How much should character and world interrelate in pulps?
What's more important, building the world or creating the character?
I love this question. I really do. I'm a huge fan of making the world (or you can call it the setting if you feel like it) a genuine character in the story. It's why I absolutely adore the Starman series by James Robinson, and it's also why my favorite Batman stories are not the ones actually about Batman himself, but instead the ones about Gotham City and its inhabitants and how Gotham shapes who its people (good and evil and otherwise) are.
So, to apply all that to pulps (which both of those series have a lot in common with, to be fair), I think the world should help shape the character of the, well, character. I feel that if a character (main or secondary or even foil) could be moved from setting to setting without that fundamentally changing who that character is, then that's a failure of the writer to make the setting crucial to the story and to make the character unique to the setting. In that sense, neither is important.

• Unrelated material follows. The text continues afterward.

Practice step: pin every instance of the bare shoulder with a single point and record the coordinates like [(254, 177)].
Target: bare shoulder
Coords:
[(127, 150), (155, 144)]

A case in point... When you take a character like Rick Ruby out of New York, it should affect him some way. A story with Rick Ruby in Chicago or L.A. would change the way he works, would throw him off his game, would cause him to think differently, cause him to be a different (in effect) Rick Ruby than he usually is. And it is the writer's job to make that visible to the reader.
I think this is a point where a lot of the more poorly written pulps of the classic era and today's New Pulp era break down and become what some refer to as "mere" pulp. I think there's a wealth of writers both classic and new who are able to take the world-building aspect of writer literature (but not with a snotty capital 'L') and apply it to pulp fiction in a way that raises the standard from "mere" pulp to the best pulp.